Motorists in Canada’s most populous province pay a lot for auto insurance coverage. Ontario has some of the nation’s highest rates at an average price of $1,505 – second only to British Columbia. Of note, the Greater Toronto Area (GTA) is among Canada’s most expensive markets.
Meanwhile, insurance providers in Ontario argue they are making little to no profit. They say the province is a small sum game for insurers, even those that make money. How is it possible both customers and insurers are in a tight situation?
For drivers, high rates affect them financially. For insurers, the outlook for future earnings remains uncertain. It is safe to say both want meaningful reforms to Ontario’s insurance system.
What Is Fuelling Ontario’s High Car Insurance Rates?
Traditionally a tough market, insurance in the province is influenced by many factors keeping rates high, including:
- Increasing claims – Distracted driving is a significant contributor to a higher frequency of claims in recent years. As the number of accidents increases because of inattentive drivers, so too do the cost of claims.
- Escalating repair costs – Modern vehicles typically feature a lot of on-board technology, and when damaged, they cost more to repair. A 2018 report by Mitchell International found the cost of repairs was increasing each year across Canada, up by $63 in 2018 compared to 2017.
- Fraud – One of the biggest factors facing auto insurance in Ontario is fraud. The province is rife with fraudulent activity that makes it harder for insurers to reduce rates and find profitability. According to the Insurance Bureau of Canada, Ontarians pay over $1 billion each year in higher premium rates to offset the money insurers lose through fraudulent claims.
In terms of profitability in the insurance industry, the data is a little more mixed. It is worth noting that many insurers make money in Ontario, and some do not.
It is not easy to evaluate how profitable an insurer is, and for consumers, it’s fair to ask why it’s even important if the insurance industry is thriving? Outside of government-initiated reforms, lower premiums in Ontario may only come about if insurers are profitable, resulting in more affordable coverage.
Return on equity (ROE) is a crucial metric in determining insurer profitability, even though it can be tricky because it can be open to interpretation. By 2018, ROE across the auto insurance sector in Ontario was down to 3.3% (equal to $33,300 in profit from $1 million in investment).
Getting a Better Rate
Regardless, drivers are paying more for auto insurance than they would like, sometimes over $2,000 a year in parts of the GTA.
So, what is a driver in Ontario to do?
The Government of Ontario has committed to several changes in auto insurance as part of a broader $45 billion relief fund to combat the economic fallout from the COVID-19 pandemic. Specifically, the government wants to promote more competition by decreasing regulations to help drive innovation. Furthermore, the government says it will take more action against insurance fraud, including giving insurers the ability to reject claims from suspected fraud cases.

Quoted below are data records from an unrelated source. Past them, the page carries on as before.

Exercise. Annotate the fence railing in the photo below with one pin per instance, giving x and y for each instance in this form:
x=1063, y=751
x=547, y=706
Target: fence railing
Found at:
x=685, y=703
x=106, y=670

Despite these steps, reforms are unlikely to deliver significant premium reductions in the province, meaning drivers will need to find other ways to save.
Strangely enough, this year is as good as any to get some discounts on your rate. 2020 is already defined by COVID-19, which has impacted Canadians financially and culturally. The pandemic prompted the government to make changes to the Insurance Act, giving insurers the option to offer rebates to their customers. With those measures, drivers in Ontario have saved over $1 billion during the COVID-19 pandemic, according to the province. Moreover, people have been using their cars less because of the lockdown measures, which could also help them get discounts on their coverage.
While every little bit helps and discounts are welcome, the truth is Ontarians still face excessively high car insurance premiums. It is unclear what the long-term future holds, with many hoping for reforms, but for now, Ontario will remain an expensive market for consumers and a challenging one for insurers.